でもトマトジュースを飲むなら冷たいものや常温よりも、加熱するのが断然おすすめ。温めるとトマトの細胞が壊されてリコピンがより吸収されやすい形に変わり、吸収率が上がるとわかっています。さらにその吸収を高めるのが、油と一緒に摂るという方法。だからトマトジュースを温めて、オリーブオイルを一さじ加えて飲むというのが、最もおすすめの飲み方です。

■2:ヨーグルト

朝食の定番で便秘予防にも欠かせないヨーグルトも、そのまま食べるよりも温める方がよい食品のひとつ。ヨーグルトは冷蔵庫で冷やされたまま食べると内臓も冷えてしまい、腸の働きが弱ってしまうことでカルシウムなどの吸収が低下してしまうのです。

その点、温かくしてから食べると栄養分が吸収されて、ヨーグルトが持つ特徴が体内でより発揮されやすいのです。“ホットヨーグルト”がよいと評判を呼んだのも、これと同じことが理由。

ホットヨーグルトの作り方は、耐熱容器にヨーグルトを入れ、ヨーグルトの分離をおさえるため大さじ1程度の水を加え、ラップをせずに1分程度電子レンジにかけます。アツアツになるまで加熱する必要はありませんが、とろりとなめらかになる程度に温めてみましょう。

■3:梅干し

お弁当やおにぎりに欠かせない梅干しも、チンして温めるとよい食べ物。梅干しを温めると、梅干し特有の成分、バニリンの量がアップします。これは小腸で吸収され、脂肪細胞を刺激し、体重の減少につながるのです。そのため梅干しを1日3個以上食べている人は、そうでない人に比べてBMI値が低いことが調査でわかっています。

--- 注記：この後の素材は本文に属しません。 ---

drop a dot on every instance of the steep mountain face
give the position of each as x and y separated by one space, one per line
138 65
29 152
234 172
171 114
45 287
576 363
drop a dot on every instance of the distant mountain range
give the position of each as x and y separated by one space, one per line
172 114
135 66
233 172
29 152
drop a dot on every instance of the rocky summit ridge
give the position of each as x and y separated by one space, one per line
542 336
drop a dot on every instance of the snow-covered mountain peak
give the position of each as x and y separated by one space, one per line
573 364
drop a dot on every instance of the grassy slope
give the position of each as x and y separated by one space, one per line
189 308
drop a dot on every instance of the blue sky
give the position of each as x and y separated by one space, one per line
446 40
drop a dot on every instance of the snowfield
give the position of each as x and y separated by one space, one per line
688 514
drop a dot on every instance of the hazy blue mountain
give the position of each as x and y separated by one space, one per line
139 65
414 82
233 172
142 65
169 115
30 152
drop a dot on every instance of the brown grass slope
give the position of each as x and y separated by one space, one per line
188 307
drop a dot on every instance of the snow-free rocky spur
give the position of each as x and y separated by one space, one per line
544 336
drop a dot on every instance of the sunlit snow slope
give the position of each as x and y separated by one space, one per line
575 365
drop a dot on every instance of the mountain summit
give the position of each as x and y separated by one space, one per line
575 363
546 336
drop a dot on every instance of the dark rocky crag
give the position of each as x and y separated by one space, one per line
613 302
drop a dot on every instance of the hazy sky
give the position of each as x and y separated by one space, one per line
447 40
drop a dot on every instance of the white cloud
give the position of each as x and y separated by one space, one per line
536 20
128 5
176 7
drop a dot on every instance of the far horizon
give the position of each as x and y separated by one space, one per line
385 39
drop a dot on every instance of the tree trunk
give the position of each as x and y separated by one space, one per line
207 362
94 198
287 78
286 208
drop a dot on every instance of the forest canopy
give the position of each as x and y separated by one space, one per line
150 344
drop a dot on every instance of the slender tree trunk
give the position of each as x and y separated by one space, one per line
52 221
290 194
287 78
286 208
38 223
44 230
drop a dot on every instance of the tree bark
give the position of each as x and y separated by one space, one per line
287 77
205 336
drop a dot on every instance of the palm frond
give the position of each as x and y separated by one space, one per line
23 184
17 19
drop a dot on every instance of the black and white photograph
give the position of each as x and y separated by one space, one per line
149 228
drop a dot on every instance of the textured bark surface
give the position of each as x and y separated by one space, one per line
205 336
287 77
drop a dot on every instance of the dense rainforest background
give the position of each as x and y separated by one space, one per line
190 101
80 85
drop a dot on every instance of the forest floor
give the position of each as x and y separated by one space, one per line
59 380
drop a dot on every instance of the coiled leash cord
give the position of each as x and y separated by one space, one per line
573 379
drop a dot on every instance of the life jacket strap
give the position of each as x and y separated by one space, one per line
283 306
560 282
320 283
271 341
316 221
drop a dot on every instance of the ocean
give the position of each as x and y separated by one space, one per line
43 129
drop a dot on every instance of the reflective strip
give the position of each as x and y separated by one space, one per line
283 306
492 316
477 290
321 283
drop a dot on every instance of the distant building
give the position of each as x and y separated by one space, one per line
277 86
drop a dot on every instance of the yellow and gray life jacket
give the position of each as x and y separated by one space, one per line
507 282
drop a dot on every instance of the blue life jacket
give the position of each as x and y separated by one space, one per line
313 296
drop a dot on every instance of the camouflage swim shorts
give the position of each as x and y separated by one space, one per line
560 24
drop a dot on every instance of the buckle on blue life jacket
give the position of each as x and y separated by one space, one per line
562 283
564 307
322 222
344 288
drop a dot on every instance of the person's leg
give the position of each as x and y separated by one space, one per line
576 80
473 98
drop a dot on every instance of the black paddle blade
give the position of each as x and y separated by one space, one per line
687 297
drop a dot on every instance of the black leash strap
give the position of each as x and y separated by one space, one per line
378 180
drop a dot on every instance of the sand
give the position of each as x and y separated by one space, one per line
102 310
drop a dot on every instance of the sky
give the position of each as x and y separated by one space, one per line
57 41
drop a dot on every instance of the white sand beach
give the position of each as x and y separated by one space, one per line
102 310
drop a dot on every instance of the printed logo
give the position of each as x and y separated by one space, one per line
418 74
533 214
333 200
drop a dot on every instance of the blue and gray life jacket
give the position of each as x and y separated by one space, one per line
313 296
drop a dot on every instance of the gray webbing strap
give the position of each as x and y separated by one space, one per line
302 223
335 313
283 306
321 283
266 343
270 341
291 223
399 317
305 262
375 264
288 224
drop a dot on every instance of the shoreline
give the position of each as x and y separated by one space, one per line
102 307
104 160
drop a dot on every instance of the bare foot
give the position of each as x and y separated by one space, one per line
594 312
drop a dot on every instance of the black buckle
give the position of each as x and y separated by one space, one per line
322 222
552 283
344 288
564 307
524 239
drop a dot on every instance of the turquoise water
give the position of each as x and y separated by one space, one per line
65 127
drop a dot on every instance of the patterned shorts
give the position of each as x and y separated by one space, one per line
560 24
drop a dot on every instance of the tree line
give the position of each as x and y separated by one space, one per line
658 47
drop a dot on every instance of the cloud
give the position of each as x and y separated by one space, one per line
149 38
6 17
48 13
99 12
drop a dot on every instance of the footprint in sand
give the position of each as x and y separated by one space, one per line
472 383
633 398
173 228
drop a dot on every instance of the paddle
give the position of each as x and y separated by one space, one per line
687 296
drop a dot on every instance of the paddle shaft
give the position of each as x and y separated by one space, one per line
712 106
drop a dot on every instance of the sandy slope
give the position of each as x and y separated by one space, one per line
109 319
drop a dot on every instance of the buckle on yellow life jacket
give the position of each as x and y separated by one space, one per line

テレビ番組『解決!ナイナイアンサー』で、椿鬼奴と猫塾・田辺が梅干しを電子レンジで加熱したものを食べ、それ以外は食事制限一切無しというダイエットに挑戦。2週間で椿鬼奴は−2.1kg、田辺は−4.7kgの大幅減量に成功しています。

ホット梅干しの作り方とダイエット方法の詳細は「2週間で−4.7kg!”レンチン梅干し3個で痩せる”過去最強ダイエット」で紹介していますので、参考にしてみてください。

温かくして口にするなんて意外性が高いものばかりですが、それで栄養が増えるのならやってみない手はありませんね。